Carnegie Mellon Engineering

The College of Engineering's Educational Philosophy

James H. Garrett Jr., Dean, College of EngineeringEngineering education at Carnegie Mellon is designed to produce leaders and to support creativity. At both the undergraduate and graduate levels, our engineering curricula are sufficiently flexible to allow students to customize their course of study to suit their interests and professional objectives. Our aim is to prepare students for fulfilling, exciting careers and to provide them with the perspective and skills to be leaders in their endeavors.

Some overarching objectives of our programs at the undergraduate and graduate levels are:

  • To provide a high quality, rigorous technical education and an understanding of standards of technical excellence.

  • To provide guidance and mentorship, including a multi-faceted first-year program for undergraduates to help new students successfully transition to college.

  • To offer research opportunities to all students, working in collaboration with faculty, partners, and peers.

  • To provide an understanding of innovation as a learned process, developing abilities for management and leadership.

  • To demonstrate a holistic approach to learning through general education requirements that show depth and breadth of education

Andrew Carnegie said, "Think of yourself as on the threshold of unparalleled success. A whole, clear, glorious life lies before you." We share that philosophy and strive to provide our students with:

  • A thorough and integrated understanding of fundamental knowledge in engineering and the ability to apply this knowledge.

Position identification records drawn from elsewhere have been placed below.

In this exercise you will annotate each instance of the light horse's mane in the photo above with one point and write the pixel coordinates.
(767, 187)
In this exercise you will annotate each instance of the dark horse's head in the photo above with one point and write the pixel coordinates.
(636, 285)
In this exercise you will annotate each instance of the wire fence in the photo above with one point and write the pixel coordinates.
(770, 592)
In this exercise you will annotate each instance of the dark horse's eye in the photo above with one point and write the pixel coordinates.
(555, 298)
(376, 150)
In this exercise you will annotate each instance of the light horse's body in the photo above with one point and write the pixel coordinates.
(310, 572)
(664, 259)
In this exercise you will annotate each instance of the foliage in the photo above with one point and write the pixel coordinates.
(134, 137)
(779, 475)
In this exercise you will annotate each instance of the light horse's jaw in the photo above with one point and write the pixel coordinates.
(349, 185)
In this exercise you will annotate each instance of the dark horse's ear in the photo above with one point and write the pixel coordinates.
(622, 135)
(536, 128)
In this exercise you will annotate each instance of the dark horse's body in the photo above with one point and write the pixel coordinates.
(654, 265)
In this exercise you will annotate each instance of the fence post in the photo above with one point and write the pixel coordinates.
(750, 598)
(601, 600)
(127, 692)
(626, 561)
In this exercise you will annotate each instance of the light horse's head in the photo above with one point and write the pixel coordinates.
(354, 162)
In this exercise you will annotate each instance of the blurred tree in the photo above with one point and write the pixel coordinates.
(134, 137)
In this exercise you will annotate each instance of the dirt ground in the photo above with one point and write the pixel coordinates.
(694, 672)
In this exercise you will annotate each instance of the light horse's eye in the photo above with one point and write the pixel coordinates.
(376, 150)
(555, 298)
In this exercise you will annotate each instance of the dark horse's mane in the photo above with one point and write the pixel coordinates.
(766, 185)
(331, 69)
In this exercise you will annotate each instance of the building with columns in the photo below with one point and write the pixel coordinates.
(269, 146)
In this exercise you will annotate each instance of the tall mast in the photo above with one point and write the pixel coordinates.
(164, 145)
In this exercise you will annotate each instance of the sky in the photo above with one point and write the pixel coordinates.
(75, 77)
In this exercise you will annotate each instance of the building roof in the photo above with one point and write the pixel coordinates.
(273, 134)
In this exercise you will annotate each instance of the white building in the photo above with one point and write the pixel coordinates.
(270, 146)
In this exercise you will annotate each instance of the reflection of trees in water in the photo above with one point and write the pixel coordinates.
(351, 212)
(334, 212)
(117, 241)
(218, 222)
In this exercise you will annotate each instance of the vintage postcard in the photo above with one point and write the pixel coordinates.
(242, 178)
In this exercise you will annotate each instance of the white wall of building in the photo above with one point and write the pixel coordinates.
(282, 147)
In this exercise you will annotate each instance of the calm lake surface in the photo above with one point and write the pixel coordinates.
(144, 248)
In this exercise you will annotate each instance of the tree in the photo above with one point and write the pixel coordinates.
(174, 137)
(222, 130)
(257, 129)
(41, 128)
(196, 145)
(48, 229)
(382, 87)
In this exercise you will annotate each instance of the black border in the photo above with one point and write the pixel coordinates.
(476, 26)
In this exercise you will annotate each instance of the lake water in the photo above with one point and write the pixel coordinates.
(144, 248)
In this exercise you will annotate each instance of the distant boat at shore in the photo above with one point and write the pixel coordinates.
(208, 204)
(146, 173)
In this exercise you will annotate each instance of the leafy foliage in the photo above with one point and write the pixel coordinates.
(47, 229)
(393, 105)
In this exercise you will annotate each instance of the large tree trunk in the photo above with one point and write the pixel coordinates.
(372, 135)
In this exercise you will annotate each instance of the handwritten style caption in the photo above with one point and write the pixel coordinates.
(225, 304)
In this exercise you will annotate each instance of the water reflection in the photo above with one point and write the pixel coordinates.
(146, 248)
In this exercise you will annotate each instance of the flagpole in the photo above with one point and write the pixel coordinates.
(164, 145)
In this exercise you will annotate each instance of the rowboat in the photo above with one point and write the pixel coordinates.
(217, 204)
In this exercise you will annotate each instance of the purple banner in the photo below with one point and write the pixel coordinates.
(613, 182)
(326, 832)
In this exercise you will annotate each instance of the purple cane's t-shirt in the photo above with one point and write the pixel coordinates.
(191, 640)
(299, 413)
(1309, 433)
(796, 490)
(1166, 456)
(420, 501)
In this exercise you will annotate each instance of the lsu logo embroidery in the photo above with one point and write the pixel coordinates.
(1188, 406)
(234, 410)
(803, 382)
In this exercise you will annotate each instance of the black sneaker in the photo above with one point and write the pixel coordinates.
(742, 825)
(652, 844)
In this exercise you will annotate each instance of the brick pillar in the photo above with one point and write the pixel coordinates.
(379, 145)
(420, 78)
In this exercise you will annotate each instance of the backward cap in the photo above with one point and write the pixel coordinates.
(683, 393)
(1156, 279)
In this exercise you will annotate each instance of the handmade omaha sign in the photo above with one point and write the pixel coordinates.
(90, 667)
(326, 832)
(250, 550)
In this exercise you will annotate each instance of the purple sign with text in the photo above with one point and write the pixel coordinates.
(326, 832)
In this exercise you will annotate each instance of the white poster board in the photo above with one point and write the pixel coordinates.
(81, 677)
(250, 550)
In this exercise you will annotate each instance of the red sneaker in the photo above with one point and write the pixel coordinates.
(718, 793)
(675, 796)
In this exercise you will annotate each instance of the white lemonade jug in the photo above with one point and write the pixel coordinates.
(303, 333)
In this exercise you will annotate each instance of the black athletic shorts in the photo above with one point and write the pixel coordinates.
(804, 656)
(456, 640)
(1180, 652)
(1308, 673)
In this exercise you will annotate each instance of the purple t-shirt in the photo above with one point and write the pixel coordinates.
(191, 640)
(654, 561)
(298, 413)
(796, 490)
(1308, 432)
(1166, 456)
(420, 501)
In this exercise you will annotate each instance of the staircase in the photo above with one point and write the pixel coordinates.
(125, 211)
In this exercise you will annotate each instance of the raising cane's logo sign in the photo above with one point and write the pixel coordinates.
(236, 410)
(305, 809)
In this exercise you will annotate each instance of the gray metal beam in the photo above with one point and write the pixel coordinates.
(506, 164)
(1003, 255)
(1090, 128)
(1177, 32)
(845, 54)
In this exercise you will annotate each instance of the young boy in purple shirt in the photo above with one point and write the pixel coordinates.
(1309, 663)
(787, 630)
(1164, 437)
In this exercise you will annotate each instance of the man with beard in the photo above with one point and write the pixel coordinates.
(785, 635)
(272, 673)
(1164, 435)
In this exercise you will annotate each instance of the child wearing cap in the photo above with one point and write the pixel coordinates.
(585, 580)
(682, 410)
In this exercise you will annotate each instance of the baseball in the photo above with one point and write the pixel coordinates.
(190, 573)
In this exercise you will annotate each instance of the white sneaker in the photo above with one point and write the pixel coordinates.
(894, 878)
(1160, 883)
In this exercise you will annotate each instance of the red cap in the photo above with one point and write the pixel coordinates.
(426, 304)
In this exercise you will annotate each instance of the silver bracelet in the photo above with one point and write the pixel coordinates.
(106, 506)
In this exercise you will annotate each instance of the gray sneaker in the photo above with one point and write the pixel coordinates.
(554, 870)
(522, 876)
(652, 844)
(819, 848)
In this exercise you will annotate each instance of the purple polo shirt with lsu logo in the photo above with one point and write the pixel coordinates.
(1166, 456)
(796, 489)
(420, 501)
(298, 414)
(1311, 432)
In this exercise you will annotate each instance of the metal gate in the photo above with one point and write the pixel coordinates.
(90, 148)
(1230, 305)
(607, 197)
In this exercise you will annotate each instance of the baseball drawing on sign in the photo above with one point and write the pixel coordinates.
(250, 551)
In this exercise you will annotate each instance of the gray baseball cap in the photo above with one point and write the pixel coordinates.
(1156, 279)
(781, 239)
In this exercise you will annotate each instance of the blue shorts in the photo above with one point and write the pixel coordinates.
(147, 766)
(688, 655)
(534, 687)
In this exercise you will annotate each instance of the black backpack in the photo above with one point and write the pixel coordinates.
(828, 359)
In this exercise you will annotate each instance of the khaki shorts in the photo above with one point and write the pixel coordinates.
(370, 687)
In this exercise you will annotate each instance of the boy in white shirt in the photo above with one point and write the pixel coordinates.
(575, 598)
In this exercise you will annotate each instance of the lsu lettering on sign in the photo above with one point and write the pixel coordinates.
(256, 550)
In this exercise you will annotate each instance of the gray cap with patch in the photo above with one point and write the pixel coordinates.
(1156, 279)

  • Expanded skills in quantitative analysis, particularly with the use of computers, which, in all engineering disciplines, increases the applicability and impact of modern computational methods.

  • Competence in the orderly way of thinking, which professionals and scientists have always used in reaching sound, creative conclusions, with the goal that after graduation the student can reach decisions both as a professional and as a citizen.

  • An ability to learn independently with scholarly orderliness, so that after graduation the student will be able to grow in wisdom and keep abreast of the changing knowledge and problems of the profession and the society in which he or she participates.

  • The philosophical outlook, breadth of knowledge, and sense of values that will increase the student's understanding and enjoyment of life and enable each student to recognize and deal effectively with the human, economic, and social aspects of professional problems.

  • The ability to communicate ideas to others in a comprehensive and understandable manner. The foremost objective of our engineering curriculum is to provide our students an education that enables them to be productive and fulfilled professionals throughout their careers.